Sponsors Dublin City Council Arts Council of Ireland Fire Canon Ireland

Sergey Sergeev, Pilgrimage

Sergey Sergeev, Pilgrimage

On the last Sunday of July- thousands and thousands of people, year after year make the same journey. Their goal is to reach the top of the Reek – that’s what local people call the sacred mountain of Ireland – Croagh Patrick. Right at the top, there is a small church, which opens only once a year – on Reek’s Sunday. Everyone who makes pilgrimage does it for his or her own reasons – but for all of them – this is a spiritual journey and Sergey wanted to share that feeling with them.

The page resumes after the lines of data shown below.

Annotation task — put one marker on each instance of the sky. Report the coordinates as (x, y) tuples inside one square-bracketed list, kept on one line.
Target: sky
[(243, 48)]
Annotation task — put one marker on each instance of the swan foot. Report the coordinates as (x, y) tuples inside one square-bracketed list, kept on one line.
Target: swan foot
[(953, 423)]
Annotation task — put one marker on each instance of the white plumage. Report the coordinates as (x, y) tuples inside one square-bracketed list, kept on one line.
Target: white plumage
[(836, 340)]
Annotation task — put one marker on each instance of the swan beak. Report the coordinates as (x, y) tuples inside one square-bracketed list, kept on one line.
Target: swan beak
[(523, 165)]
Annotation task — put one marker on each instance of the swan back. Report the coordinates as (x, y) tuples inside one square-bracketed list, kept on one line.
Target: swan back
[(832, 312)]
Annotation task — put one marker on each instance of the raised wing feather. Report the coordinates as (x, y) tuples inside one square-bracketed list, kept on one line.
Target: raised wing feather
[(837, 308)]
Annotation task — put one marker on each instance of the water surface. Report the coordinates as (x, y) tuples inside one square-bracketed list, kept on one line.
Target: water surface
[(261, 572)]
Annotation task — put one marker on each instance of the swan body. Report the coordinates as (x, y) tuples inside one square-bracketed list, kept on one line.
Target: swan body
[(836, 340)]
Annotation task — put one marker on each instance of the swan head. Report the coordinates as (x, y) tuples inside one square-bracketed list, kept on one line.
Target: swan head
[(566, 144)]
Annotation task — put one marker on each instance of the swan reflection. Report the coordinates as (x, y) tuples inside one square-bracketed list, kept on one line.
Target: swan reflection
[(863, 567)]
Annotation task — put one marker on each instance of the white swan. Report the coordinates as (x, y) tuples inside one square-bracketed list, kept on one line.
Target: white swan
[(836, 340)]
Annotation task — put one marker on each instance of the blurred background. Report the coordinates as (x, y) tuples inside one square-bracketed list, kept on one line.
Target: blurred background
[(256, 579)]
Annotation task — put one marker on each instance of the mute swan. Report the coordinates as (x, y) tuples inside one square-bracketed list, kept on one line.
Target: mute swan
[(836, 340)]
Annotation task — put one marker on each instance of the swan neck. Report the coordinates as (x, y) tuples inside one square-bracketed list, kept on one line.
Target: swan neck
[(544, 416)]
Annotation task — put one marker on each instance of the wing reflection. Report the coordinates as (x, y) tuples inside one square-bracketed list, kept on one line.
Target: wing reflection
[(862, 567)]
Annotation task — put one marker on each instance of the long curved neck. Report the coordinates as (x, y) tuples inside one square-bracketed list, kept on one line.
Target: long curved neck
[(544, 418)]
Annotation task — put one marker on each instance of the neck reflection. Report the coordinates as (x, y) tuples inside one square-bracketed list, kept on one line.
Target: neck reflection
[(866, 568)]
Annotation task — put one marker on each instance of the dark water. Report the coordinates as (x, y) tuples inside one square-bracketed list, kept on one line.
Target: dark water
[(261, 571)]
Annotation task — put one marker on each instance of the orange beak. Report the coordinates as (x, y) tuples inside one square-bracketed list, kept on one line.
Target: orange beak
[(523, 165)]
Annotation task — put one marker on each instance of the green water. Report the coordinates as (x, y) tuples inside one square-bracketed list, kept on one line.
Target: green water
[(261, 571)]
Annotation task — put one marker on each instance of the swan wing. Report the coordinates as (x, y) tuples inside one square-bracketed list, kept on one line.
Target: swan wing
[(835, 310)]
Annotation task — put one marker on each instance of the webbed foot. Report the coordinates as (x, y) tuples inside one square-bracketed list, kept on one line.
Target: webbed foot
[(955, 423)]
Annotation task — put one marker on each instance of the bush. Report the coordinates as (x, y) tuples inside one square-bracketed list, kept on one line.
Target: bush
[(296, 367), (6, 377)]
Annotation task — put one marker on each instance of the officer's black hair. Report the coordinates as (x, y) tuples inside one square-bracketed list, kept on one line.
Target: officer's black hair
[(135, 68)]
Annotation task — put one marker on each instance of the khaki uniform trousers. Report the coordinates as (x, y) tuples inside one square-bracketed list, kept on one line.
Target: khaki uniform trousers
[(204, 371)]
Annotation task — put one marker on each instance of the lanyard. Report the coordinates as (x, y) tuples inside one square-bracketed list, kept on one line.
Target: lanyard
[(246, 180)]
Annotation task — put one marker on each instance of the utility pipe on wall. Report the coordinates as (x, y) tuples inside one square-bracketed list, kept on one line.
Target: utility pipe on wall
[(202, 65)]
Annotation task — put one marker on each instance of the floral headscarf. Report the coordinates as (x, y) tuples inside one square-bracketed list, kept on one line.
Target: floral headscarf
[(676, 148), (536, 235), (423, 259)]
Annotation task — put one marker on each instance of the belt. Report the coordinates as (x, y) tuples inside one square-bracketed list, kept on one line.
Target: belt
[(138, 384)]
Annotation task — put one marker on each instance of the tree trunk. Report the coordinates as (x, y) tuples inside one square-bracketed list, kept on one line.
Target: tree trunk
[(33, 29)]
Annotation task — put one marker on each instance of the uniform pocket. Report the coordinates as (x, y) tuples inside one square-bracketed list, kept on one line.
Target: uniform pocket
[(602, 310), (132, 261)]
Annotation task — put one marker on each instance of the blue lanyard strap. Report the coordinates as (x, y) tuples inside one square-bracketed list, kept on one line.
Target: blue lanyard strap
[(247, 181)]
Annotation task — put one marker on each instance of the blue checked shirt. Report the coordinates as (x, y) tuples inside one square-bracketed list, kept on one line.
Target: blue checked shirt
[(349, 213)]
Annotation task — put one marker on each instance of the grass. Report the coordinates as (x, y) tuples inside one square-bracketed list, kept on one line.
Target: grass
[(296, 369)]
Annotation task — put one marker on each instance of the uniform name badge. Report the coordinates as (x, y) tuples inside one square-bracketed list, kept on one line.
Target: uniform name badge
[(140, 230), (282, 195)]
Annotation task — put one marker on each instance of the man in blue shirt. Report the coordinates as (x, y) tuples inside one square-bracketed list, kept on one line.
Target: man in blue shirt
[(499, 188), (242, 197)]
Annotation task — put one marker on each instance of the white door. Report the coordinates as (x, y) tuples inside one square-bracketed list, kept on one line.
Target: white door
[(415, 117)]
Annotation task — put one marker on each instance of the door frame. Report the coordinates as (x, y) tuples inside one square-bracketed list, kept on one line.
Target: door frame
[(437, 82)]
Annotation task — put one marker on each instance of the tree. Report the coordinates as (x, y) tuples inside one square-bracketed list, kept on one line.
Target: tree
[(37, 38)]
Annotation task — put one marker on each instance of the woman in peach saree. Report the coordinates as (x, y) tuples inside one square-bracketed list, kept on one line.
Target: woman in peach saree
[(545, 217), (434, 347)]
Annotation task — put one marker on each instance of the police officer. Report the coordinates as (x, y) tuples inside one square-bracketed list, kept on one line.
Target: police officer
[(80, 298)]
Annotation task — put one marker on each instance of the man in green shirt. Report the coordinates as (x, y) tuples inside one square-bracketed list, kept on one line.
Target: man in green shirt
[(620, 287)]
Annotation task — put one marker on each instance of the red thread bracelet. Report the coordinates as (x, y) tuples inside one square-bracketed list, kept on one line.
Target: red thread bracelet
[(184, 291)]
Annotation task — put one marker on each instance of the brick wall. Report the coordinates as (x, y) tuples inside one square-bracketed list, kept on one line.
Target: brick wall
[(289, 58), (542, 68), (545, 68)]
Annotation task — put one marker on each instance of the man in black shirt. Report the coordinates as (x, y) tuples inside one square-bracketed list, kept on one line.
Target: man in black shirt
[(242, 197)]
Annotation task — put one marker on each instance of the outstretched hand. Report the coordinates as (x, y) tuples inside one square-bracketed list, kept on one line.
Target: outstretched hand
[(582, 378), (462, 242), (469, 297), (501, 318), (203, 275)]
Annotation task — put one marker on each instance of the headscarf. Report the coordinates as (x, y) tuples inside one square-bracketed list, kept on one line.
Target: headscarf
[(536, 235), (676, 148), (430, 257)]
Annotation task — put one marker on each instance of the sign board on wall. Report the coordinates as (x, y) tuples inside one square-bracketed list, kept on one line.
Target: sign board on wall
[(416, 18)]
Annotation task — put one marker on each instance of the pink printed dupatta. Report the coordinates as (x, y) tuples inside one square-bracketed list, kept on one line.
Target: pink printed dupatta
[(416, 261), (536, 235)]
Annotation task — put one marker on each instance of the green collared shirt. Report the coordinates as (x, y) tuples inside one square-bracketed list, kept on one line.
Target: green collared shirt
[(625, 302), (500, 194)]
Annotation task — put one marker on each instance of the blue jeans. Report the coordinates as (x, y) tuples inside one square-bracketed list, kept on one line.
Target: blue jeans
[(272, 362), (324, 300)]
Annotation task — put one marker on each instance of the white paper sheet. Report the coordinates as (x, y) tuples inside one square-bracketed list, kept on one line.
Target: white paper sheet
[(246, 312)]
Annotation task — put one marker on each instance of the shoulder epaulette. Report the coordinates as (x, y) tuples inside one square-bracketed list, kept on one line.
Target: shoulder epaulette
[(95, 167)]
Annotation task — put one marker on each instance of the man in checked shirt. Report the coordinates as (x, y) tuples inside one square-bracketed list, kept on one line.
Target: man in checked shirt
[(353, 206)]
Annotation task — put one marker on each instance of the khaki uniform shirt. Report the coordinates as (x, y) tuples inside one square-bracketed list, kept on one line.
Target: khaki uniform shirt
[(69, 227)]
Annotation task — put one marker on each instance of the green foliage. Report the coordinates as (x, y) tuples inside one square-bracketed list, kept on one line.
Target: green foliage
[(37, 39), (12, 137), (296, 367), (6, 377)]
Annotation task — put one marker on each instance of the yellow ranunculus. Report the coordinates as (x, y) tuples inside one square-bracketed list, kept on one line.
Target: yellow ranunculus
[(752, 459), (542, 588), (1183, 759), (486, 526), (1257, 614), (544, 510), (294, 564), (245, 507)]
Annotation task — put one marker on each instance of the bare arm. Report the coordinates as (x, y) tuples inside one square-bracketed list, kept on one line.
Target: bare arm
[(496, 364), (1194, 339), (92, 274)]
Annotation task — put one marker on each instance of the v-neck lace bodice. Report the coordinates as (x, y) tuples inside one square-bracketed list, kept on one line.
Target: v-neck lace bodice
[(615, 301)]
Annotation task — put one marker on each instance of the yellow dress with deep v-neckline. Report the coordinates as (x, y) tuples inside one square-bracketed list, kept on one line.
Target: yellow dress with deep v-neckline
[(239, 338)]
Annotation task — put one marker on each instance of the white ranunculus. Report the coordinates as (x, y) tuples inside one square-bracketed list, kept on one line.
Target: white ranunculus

He has been leaving in Ireland for the last 10 years; he passed through good “boom” years and through the very difficult ones like now. Through his pictures Sergey shows us that traditions, spirituality and heritage are still kept alive. He also keeps the traditions in photography – that’s the reason why he uses the black&white film that gives us the feeling of the space and emotions. Sergey develops and prints his photographs by himself, using the same formulas as they were in the beginning of the 20th century.

The prints are made on the paper with a high content of silver in the emulsion, the same way as it was done in 1950-1960th. It helps to get the sense of the time and space.

Sergey Sergeev

Sergey was born on the South West region of USSR, near the Black Sea, in 1973. He received his first camera at the age 10 and with help from his uncle – who was a keen amateur – he started taking photographs, developing films and making his own prints. Photography was a vey popular hobby at that time and he spent hours in an improvised darkroom, which was a bathroom.

He is a self- educated photographer relying on the extensive photography library, workshops and private lessons from other successful photographers. As many others – he followed the technological progress and switched to digital photography only to find that he prefer the hands-on process and switched back to analog photography. Sergey likes the complete control of the process, the feeling when the image appears in front of your eyes. He would like to preserve the old way of making photographs by making his own developers and chemistry using some of the formulas from the end of the 19th to the beginning of the 20th century, producing his own silver gelatin prints.

At the moment Sergey is working on the historical process from the 19th Century – Wet Plate Collodion. It can be compared to the instant photography of Polaroid – when you have a final picture in your hands in a few minutes after it’s taken. Depending on the type of work he does – he use all sorts of formats: from 35 mm for the street photography to 5×7 view camera for portraits and architecture.

He has been living in Ireland since 2001. The first few years Sergey spent in the West, Co. Mayo, since 2006 he has been settled in Greystones , Co Wicklow.